Research areas
Our lab studies chromatin regulation in human stem cells, with a special interest in how epigenetic complexes regulate cardiac development.
This includes understanding the molecular mechanism of epigenetic regulation by Polycomb group (PcG) and Trithorax group (TrxG) proteins, transcriptional regulation of cardiac development, DNA-binding protein in guiding epigenetic specificity, and how epitranscriptomics and epigenetics crosstalk. Interdisciplinary approaches including protein and nucleic acid biochemistry, stem cell biology, CRISPR genome editing, high-throughput genome-wide sequencing, and computational techniques are used in the lab to tackle these fundamental questions.
Research area #1: Spatiotemporal regulation of epigenetic repression
Polycomb group (PcG) and Trithorax group (TrxG) proteins play key roles in the epigenetic repression and activation of developmental genes. Key macromolecular interactions regulate PcG and TrxG dynamically in a spatiotemporal manner to control gene ON/OFF switch during stem cell differentiation. One of the key epigenetic complexes that we focus on is the Polycomb Repressive Complex 2 (PRC2), which catalyzes the mon-, di- and tri- methylation of Lysine 27 of histone H3 (H3K27me3, which is the hallmark for facultative heterochromatin).
Research area #2: Epigenetic regulation of cardiomyocyte differentiation and cardiovascular diseases
Epigenetic regulation is critical for cardiovascular development and misregulation frequently leads to diseases. These epigenetic events include histone modifications, DNA methylations, higher order chromatin architecture and RNA-mediated regulations. We use iPSC - cardiomyocyte differentiation as the model system to study these processes.
hiPSC-derived cardiomyocytes
wild type clone A
wild type clone B
mutant clone A
mutant clone B
Research area #3: Regulation mechanism of RNA-binding proteins in the heart
RNA-binding proteins (RBPs) often have essential functions in biology. In the heart, RBPs play a central role in post-transcriptional or co-transcriptional regulation of gene expression.
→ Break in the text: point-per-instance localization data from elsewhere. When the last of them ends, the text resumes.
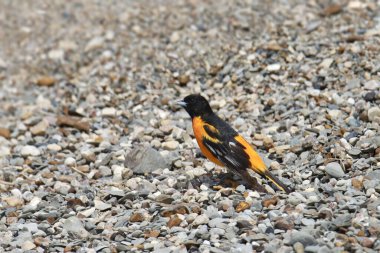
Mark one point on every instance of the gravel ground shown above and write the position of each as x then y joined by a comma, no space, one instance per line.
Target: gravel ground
96,157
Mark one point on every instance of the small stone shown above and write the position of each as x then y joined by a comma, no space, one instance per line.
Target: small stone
40,128
100,205
302,237
41,241
4,132
174,221
374,114
335,114
29,150
62,187
170,145
145,160
136,217
166,199
367,242
94,43
14,201
326,63
70,162
54,147
273,67
270,201
88,154
75,226
87,213
183,79
335,170
372,85
298,247
357,183
242,206
46,81
354,152
332,9
109,112
284,223
200,220
75,122
308,222
28,245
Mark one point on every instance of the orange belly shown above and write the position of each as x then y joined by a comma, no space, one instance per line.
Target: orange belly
200,133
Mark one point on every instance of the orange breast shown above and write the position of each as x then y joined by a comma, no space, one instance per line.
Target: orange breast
257,164
200,133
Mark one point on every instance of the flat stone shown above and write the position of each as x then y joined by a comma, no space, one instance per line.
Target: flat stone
145,160
335,170
302,237
100,205
29,150
374,114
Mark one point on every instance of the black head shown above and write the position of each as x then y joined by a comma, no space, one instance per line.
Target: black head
195,105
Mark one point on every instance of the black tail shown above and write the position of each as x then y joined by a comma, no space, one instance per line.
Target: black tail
276,181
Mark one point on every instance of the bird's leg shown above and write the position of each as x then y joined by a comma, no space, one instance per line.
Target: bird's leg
252,182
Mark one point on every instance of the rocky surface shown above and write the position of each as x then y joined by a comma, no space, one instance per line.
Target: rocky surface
96,157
One of the highly mutated proteins in cardiovascular diseases, RBM20, is RNA-binding protein important in regulation of messenger RNA (mRNA) splicing and recognizes a consensus UCUU RNA motif through its RNA-recognition motif (RRM) domain and is almost exclusively expressed in cardiomyocytes. Mutation of RBM20 has been shown to be the drivers of to a severe dilated cardiomyopathy (DCM), in which dysregulation of alternative splicing are found in mRNA transcripts encoding key cardiomyocyte structural proteins important for contraction, like titin, or ion transport proteins, such as the CaV1.2 Ca2+ channel (CACNA1C) and the ryanodine receptor (RYR2).